Tencent open-sourced Hy3 preview version, code benchmark tests improved by 40% over the previous generation

MarketWhisper

騰訊開源Hy3預覽版

Tencent officially open-sourced the Hy3 preview version large language model on April 23 on GitHub, Hugging Face, and ModelScope, and also provides paid API services via Tencent Cloud. According to Decrypt’s report on April 24, Hy3’s preview version began training in late January, and by the publication calendar date, it had been under three months.

Hy3 Model Architecture and Development Background

According to Tencent’s official announcement, the Hy3 preview version uses a mixture-of-experts architecture, routing each query to a designated subset of expert subnetworks rather than asynchronously enabling all parameters, in order to reduce computational requirements.

The parameter count of the previous flagship model Hy2 is over 400 billion. Tencent’s official statement indicates that 295 billion is the configuration optimized for inference efficiency; beyond this scale, the marginal benefit of adding more parameters is no longer worth it.

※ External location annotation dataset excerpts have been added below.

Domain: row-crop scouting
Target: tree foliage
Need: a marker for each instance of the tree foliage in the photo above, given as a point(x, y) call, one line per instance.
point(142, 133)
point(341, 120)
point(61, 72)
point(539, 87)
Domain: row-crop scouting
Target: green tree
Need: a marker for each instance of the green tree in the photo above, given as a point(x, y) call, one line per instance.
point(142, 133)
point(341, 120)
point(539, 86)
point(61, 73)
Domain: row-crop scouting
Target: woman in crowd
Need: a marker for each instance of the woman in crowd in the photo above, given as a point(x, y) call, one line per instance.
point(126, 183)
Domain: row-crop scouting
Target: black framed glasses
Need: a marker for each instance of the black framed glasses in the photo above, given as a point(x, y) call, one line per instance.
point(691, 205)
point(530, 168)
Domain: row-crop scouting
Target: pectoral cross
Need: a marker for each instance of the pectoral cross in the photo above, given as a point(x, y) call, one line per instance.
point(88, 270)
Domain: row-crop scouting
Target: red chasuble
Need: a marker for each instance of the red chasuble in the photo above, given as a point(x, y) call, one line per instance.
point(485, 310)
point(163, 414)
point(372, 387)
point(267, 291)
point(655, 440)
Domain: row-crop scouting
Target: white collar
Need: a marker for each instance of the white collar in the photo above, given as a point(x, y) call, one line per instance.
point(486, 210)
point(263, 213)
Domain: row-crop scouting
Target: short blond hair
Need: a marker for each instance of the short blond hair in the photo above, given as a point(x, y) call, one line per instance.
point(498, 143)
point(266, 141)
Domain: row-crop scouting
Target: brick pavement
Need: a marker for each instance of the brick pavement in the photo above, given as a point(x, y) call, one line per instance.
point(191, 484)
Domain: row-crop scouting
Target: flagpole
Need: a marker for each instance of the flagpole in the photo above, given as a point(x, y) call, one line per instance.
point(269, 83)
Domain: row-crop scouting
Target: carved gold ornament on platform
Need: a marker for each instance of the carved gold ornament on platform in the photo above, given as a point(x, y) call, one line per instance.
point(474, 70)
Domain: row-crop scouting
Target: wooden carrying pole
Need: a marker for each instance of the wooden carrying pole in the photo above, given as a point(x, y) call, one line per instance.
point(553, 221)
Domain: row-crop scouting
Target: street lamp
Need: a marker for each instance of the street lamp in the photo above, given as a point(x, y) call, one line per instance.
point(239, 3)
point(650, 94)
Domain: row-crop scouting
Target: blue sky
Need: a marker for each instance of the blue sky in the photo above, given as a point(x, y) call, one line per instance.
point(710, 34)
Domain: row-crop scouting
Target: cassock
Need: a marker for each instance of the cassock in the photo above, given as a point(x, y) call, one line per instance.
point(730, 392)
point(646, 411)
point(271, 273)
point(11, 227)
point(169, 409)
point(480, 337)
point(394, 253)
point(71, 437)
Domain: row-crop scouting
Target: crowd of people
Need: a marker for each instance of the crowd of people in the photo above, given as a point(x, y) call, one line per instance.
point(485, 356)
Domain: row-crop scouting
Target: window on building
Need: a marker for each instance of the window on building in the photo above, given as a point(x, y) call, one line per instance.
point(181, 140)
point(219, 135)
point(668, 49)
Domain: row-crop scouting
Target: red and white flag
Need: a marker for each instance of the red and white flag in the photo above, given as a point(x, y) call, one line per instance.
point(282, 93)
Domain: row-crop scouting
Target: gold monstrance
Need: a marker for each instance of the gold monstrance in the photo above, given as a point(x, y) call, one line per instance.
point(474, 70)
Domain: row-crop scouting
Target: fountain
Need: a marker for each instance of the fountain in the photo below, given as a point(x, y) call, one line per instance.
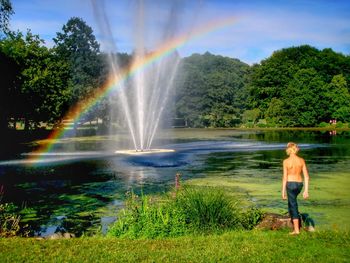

According to Decrypt’s report, Hy3’s training work was led by Tencent’s chief artificial intelligence scientist Yao Shunyu. After he completed a fundamental infrastructure rebuild for Hy3’s pre-training and reinforcement learning stacking in February 2026, Hy3 training officially began.

Key Benchmark Test Data

Based on the benchmark test results disclosed in Tencent’s official announcement:

SWE-bench Verified (fixing real GitHub code errors): Hy3 preview version 74.4%, Hy2 53.0%; in the same period, GLM-5 77.8%, Kimi-K2.5 76.8%, Claude Opus 4.6 80.8%

Terminal-Bench 2.0 (command-line autonomous task execution): Hy3 preview version 54.4%, Hy2 23.2%

BrowseComp (complex web search tasks): Hy3 preview version 67.1%, Hy2 28.7%

WideSearch: Hy3 preview version 70.2%, higher than GLM-5 and Kimi-K2.5, lower than Claude Opus 4.6’s 77.2%

Tsinghua University mathematics PhD qualification exam (Spring 2026): average score over three runs (avg@3) 88.4, the highest score among Chinese models

2025 Chinese High School Biology Olympiad (CHSBO 2025): 87.8, the highest score among similar Chinese models

Deployment Platforms and API Pricing

According to Tencent’s official announcement, the Hy3 preview version has been deployed on the following platforms: Yuanbao, QQ, Tencent Docs, CodeBuddy, WorkBuddy, and OpenClaw.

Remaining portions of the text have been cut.